1. make difference
What you do makes a slight difference. Your kids are always watching you. Don’t just react on the spur of the moment. Ask yourself, ‘What do I want to accomplish, and is this likely to produce good result?'”
2. Boundaries of love
It is simply not possible to spoil a child with too much of love, but they should it use that as over advantages, so that they keeps on reacting on things like leniency, lowered expectations, or material possessions.”
3. Live in your child’s life
“Being a jovial parent it takes time and is hard work, and it often means rearranging your works priorities. It s simply sacrificing what you want to do for what your child needs to do. Be present there mentally as well as physically.
4. Apply your parenting to fit your child
Keep pace with your child’s developmental activities. Your child is growing up. Consider this as a serious factor, now carious age facts are affecting the child’s behavior.
If your kid is practicing adamant intellectual spurt, the same will reflect in dining table, class room, trip etc, so try to keep advising your kid about their behavior.
5. Set new rule
If you don’t manage your child’s behavior when he is in young, he will have a hard time learning how to manage himself when he is older ?
Any time of the day or night we have to give our answers for three questions:
Where is my child?
Who is with my child?
What is my child doing?
you have to let the child do their own homework, make their own choices, and not intervene.”
6. child’s independence
Setting some limits and asking to be independent will helps your child develop a sense of self-control. Encouraging independence helps to develop a sense of self-direction. It is part of human nature to want to feel in control rather than to feel controlled by someone else.”
7. Be consistent
Don’t change the systems day by day,your instant changes will enforce them only intermittently, your child’s misbehavior is your fault, not himself. Your most important disciplinary tool is consistency here.
“When parents aren’t consistent, children get confused. You have to force yourself to be more consistent rather than dumping on to children.”
8. Avoid harsh discipline
“Children who are spanked, hit, or slapped are more prone to fighting with other children,” they will turn bullies and more likely to use aggression to solve disputes with others.”

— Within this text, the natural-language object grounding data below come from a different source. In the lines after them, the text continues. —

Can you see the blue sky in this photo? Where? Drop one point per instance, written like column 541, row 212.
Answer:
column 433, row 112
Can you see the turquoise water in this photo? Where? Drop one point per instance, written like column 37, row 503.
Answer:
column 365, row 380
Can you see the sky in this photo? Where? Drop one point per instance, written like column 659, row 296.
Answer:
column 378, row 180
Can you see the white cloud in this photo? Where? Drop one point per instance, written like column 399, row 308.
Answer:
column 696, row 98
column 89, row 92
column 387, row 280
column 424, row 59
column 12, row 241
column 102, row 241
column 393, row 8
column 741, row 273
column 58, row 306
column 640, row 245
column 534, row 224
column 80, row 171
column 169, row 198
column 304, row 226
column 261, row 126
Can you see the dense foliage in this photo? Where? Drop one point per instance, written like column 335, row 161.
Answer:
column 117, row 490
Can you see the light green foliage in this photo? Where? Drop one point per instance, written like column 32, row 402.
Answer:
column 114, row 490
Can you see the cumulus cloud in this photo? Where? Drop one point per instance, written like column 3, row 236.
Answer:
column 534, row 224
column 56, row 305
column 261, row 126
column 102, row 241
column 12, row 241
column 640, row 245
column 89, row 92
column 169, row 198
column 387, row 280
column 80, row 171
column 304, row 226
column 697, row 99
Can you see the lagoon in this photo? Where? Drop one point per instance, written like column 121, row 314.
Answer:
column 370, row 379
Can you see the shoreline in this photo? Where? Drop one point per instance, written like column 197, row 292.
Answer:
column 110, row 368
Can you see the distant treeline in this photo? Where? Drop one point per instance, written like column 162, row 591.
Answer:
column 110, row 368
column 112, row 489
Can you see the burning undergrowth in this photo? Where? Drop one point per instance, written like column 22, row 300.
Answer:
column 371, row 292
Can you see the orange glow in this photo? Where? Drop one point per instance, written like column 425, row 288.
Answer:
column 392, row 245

9. give your rules and decisions
The real fact is most of the parents over explain to young children and under explain to adolescents. Better treat them as equal and ask suggestions from them, they might be sure happy with you.
10. respect your child
one of the best tool to get respectful treatment from your child is to treat him respectfully. Speak to him politely. Respect his opinion and thoughts. Pay attention when he is speaking to you.
Treat him kindly. Your relationship with your child is the strongest foundation for her relationships with others.”